Replacing coal sounds like a massive task but consider that every coal plant on the planet was built during my lifetime, some were even built and rebuilt. The economics is such that I'm now confident they will be replaced with solar/wind farms in the next 50yrs. The hydro dams are already in place and there aren't many suitable sites left for new ones. All forms of power generation must match supply to demand on the grid, ie: they need a buffer to be able to match the "wavy" demand curve of a typical city. Coal produces a flat supply curve (so called "base load"), it already uses the existing dams as giant batteries by pumping water uphill during off-peak times and pulling it back onto the grid during peak times. As renewables start replacing coal why would they not also use the existing hydro infrastructure to similar effect?

Comment Re:Reall problem: German radiation phobia (Score 2) 212

The radiation is harmful to wildlife but no where near as harmful as plain old human habitation. Wildlife thrives in the Chernobyl exclusion zone not because the radiation is harmless but because there are no people. The DMZ on the korean peninsula is the same, no people, plenty of land mines and wildlife.

BTW: Coulter is a troll and Greenpeace did not kill nuclear power, Chernobyl did that, yes there were exceptional circumstances as there was with the BP oil spill but Joe Average doesn't give a shit about excuses when the inevitable mega-fuck-up occurs.

Comment Re:If the Grand Ayatollah's against it.... (Score 1) 542

"W" is the 23rd letter of the alphabet, W = 23 = 2 X 3 = 6 : WWW = 666. Isaac Newton wrote almost a million words on the numerology of 666, in fact he wrote a lot more about theology than science. Thing is nobody remembers him for his prolific "contributions" to theology.

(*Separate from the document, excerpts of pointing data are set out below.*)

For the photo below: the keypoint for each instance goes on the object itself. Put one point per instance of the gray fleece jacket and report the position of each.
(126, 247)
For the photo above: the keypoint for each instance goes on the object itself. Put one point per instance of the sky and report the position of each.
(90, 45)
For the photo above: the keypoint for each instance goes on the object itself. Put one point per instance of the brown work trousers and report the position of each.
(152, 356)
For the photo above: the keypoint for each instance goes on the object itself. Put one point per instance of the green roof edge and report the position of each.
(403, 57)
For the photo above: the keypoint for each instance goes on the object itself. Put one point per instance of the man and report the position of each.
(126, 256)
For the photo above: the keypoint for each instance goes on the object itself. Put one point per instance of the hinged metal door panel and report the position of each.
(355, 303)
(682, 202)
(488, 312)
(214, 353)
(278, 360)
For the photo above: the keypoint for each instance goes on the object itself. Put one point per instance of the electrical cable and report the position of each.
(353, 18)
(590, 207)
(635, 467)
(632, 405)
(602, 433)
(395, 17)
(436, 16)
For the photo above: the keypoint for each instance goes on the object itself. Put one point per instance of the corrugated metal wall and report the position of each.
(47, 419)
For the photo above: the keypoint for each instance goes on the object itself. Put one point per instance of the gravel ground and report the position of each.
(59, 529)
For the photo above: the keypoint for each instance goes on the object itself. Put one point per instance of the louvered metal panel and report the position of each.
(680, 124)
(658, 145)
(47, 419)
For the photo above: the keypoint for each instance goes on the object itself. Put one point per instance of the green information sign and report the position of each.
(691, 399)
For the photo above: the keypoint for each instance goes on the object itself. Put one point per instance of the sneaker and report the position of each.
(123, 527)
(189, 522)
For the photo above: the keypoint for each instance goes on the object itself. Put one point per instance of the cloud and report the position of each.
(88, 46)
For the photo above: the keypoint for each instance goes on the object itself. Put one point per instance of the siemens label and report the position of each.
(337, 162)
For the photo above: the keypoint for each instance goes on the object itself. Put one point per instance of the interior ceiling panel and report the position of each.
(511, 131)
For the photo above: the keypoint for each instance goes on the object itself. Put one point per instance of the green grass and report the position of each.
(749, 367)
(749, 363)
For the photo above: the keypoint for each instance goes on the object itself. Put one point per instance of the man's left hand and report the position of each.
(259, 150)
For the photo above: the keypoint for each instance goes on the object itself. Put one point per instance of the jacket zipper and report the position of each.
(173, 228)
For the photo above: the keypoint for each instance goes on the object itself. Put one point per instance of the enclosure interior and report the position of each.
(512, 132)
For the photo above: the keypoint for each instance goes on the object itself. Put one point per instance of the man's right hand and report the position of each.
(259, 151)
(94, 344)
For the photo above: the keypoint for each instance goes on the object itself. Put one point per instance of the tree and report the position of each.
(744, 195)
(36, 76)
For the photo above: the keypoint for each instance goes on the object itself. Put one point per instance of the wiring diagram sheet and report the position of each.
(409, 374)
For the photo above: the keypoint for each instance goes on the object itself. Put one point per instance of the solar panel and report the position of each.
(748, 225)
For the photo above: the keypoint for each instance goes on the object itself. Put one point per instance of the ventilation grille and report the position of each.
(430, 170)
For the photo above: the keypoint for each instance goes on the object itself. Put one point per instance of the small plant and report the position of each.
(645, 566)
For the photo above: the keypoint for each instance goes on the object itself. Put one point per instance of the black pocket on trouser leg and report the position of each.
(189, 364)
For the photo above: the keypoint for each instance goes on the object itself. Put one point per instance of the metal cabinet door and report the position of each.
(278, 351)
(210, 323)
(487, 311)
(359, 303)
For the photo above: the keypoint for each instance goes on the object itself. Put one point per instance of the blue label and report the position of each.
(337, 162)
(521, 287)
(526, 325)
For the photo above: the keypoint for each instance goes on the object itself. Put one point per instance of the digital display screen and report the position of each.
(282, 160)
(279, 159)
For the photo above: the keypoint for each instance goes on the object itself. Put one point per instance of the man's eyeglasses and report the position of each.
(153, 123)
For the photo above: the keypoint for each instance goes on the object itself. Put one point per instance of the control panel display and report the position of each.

Comment Super-8 home movies (Score 1) 635

My family treasure is box full of super-8 home movies from the early 80's and a projector that still works. There's about 3hrs worth of 3min films spliced together on 20min reels, the grandkids get a buzz seeing their parents as toddlers. The other bit of tech memorabilia I won't part with is my dad's 1976 HP21C calculator, still in it's original leather case, perfect working order but no manual, can't even find a copy on the internet. Most people I've shown it to have never heard of reverse polish notation, grandkids are unimpressed by it. :)

Comment Re:why the focus on gender balance? (Score 1) 579

"misogyny, racism, and homophobia" were all considered pollitically correct in their day, and that's exacty what was wrong with them. Political correctness in the opposite direction is no better because it's also predicated on an ideologically driven notion of "balance". Telling women they should be on WP is no different to telling them they belong in the kitchen.